NVIDIA graphics research VP David Luebke said that inverse rendering, a technique to reconstruct a series of still photos into a 3D model of an object or scene, “has long been a holy grail unifying computer vision and computer graphics.”

“By formulating every piece of the inverse rendering problem as a GPU-accelerated differentiable component, the NVIDIA 3D MoMa rendering pipeline uses the machinery of modern AI and the raw computational horsepower of NVIDIA GPUs to quickly produce 3D objects that creators can import, edit and extend without limitation in existing tools,” he said.

A 3D object should be in a form that can be dropped into widely used tools such as game engines, 3D modelers and film renderers, in order to be most useful for an artist or engineer. That form is a triangle mesh with textured materials, the common language used by such 3D tools.

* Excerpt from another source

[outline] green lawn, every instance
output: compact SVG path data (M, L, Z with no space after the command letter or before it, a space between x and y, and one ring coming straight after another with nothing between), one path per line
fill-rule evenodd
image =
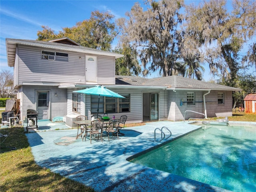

Game studios and other creators would traditionally create 3D objects like these with complex photogrammetry techniques that require significant time and manual effort. Recent work in neural radiance fields can rapidly generate a 3D representation of an object or scene, but not in a triangle mesh format that can be easily edited.

NVIDIA 3D MoMa generates triangle mesh models within an hour on a single NVIDIA Tensor Core GPU. The pipeline’s output is directly compatible with the 3D graphics engines and modeling tools that creators already use.

The reconstruction of the pipeline includes three features: a 3D mesh model, materials and lighting. The mesh is like a papier-mâché model of a 3D shape built from triangles. Using the mesh, developers can modify an object to fit their creative vision. Materials are 2D textures overlaid on the 3D meshes like a skin. And NVIDIA 3D MoMa’s estimate of how the scene is lit allows creators to later modify the lighting on the objects.

To showcase the capabilities of NVIDIA 3D MoMa, NVIDIA’s research and creative teams started by collecting around 100 images each of five jazz band instruments — a trumpet, trombone, saxophone, drum set and clarinet — from different angles. NVIDIA 3D MoMa reconstructed these 2D images into 3D representations of each instrument, represented as meshes. The NVIDIA team then took the instruments out of their original scenes and imported them into the NVIDIA Omniverse 3D simulation platform to edit.

In any traditional graphics engine, creators can easily swap out the material of a shape generated by NVIDIA 3D MoMa, as if dressing the mesh in different outfits. The team did this with the trumpet model, for example, instantly converting its original plastic to gold, marble, wood or cork.

Creators can then place the newly edited objects into any virtual scene. The NVIDIA team dropped the instruments into a Cornell box, a classic graphics test for rendering quality. They demonstrated that the virtual instruments react to light just as they would in the physical world, with the shiny brass instruments reflecting brightly, and the matte drum skins absorbing light.

These new objects, generated through inverse rendering, can be used as building blocks for a complex animated scene — showcased in the video’s finale as a virtual jazz band.